1195Tous, dans cette prison, dont je porte les clés[1],
Se disent comme vous du malheur accablés[2],
Et la justice à tous est injuste de sorte
Que la pitié me doit leur faire ouvrir la porte ;
Mais je me tiens toujours ferme dans mon devoir :
1200Soyez coupable ou non, je n’en veux rien savoir ;
Le Roi, quoi qu’il en soit, vous a mis en ma garde :
Il me suffit : le reste en rien ne me regarde[3].

CLITANDRE.

Tu juges mes desseins autres qu’ils ne sont pas.
Je tiens l’éloignement pire que le trépas.
1205Et la terre n’a point de si douce province
Où le jour m’agréât loin des yeux de mon Prince.
Hélas ! si tu voulois l’envoyer avertir[4]
Du péril dont sans lui je ne saurois sortir,
Ou qu’il lui fût porté de ma part une lettre,
1210De la sienne en ce cas je t’ose bien promettre
Que son retour soudain des plus riches te rend :
Que cet anneau t’en serve et d’arrhe et de garant ;
Tends la main et l’esprit vers un bonheur si proche.

LE GEÔLIER.

Monsieur, jusqu’à présent j’ai vécu sans reproche,
1215Et pour me suborner promesses ni présents
N’ont et n’auront jamais de charmes suffisants.
C’est de quoi je vous donne une entière assurance :
Perdez-en le dessein avecque l’espérance :
Et puisque vous dressez des piéges à ma foi.
1220Adieu, ce lieu devient trop dangereux pour moi[5].

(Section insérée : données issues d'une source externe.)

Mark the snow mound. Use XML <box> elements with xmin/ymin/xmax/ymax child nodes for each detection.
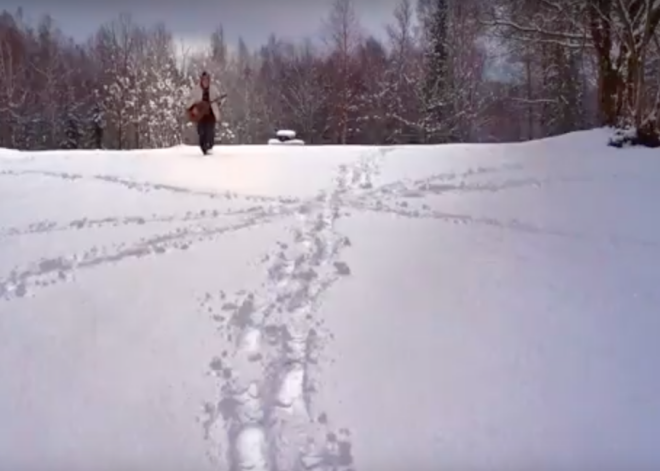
<box><xmin>276</xmin><ymin>129</ymin><xmax>296</xmax><ymax>139</ymax></box>
<box><xmin>268</xmin><ymin>139</ymin><xmax>305</xmax><ymax>146</ymax></box>
<box><xmin>0</xmin><ymin>130</ymin><xmax>660</xmax><ymax>471</ymax></box>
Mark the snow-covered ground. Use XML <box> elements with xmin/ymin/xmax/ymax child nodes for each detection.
<box><xmin>0</xmin><ymin>131</ymin><xmax>660</xmax><ymax>471</ymax></box>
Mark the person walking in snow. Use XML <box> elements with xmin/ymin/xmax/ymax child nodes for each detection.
<box><xmin>187</xmin><ymin>71</ymin><xmax>227</xmax><ymax>155</ymax></box>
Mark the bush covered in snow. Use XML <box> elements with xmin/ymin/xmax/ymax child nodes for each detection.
<box><xmin>609</xmin><ymin>124</ymin><xmax>660</xmax><ymax>148</ymax></box>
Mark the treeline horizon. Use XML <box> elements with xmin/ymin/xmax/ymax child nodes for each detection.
<box><xmin>0</xmin><ymin>0</ymin><xmax>660</xmax><ymax>149</ymax></box>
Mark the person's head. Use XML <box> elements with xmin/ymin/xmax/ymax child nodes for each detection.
<box><xmin>199</xmin><ymin>71</ymin><xmax>211</xmax><ymax>88</ymax></box>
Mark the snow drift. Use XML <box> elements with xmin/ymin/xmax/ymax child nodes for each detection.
<box><xmin>0</xmin><ymin>131</ymin><xmax>660</xmax><ymax>471</ymax></box>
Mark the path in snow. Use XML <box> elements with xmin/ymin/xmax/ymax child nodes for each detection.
<box><xmin>0</xmin><ymin>142</ymin><xmax>657</xmax><ymax>471</ymax></box>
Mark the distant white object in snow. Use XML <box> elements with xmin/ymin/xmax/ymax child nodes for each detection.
<box><xmin>268</xmin><ymin>129</ymin><xmax>305</xmax><ymax>146</ymax></box>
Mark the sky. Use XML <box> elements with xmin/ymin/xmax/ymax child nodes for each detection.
<box><xmin>5</xmin><ymin>0</ymin><xmax>399</xmax><ymax>47</ymax></box>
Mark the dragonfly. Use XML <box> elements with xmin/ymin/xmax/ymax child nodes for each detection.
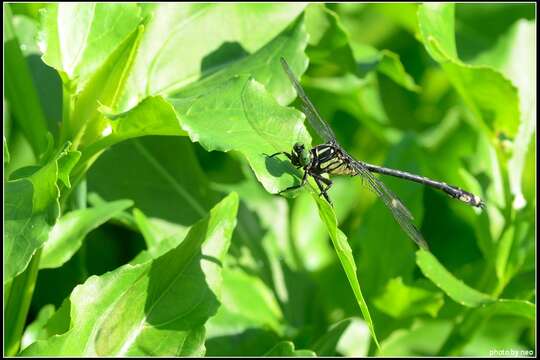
<box><xmin>267</xmin><ymin>57</ymin><xmax>485</xmax><ymax>250</ymax></box>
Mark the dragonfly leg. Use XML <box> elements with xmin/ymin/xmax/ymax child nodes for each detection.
<box><xmin>311</xmin><ymin>174</ymin><xmax>334</xmax><ymax>206</ymax></box>
<box><xmin>263</xmin><ymin>151</ymin><xmax>292</xmax><ymax>160</ymax></box>
<box><xmin>278</xmin><ymin>171</ymin><xmax>308</xmax><ymax>194</ymax></box>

  1. Var. Tous, dedans ces cachots, dont je porte les clés. (1632-57)
  2. Var. Se disent comme vous de malheur accablés. (1632)
  3. Var. Il suffit : le surplus en rien ne me regarde. (1632)
  4. Var. Hélas ! si tu voulois envoyer l’avertir. (1632)
  5. En marge, dans l’édition de 1632 : Il sort. — n’y a pas de distinction de scène.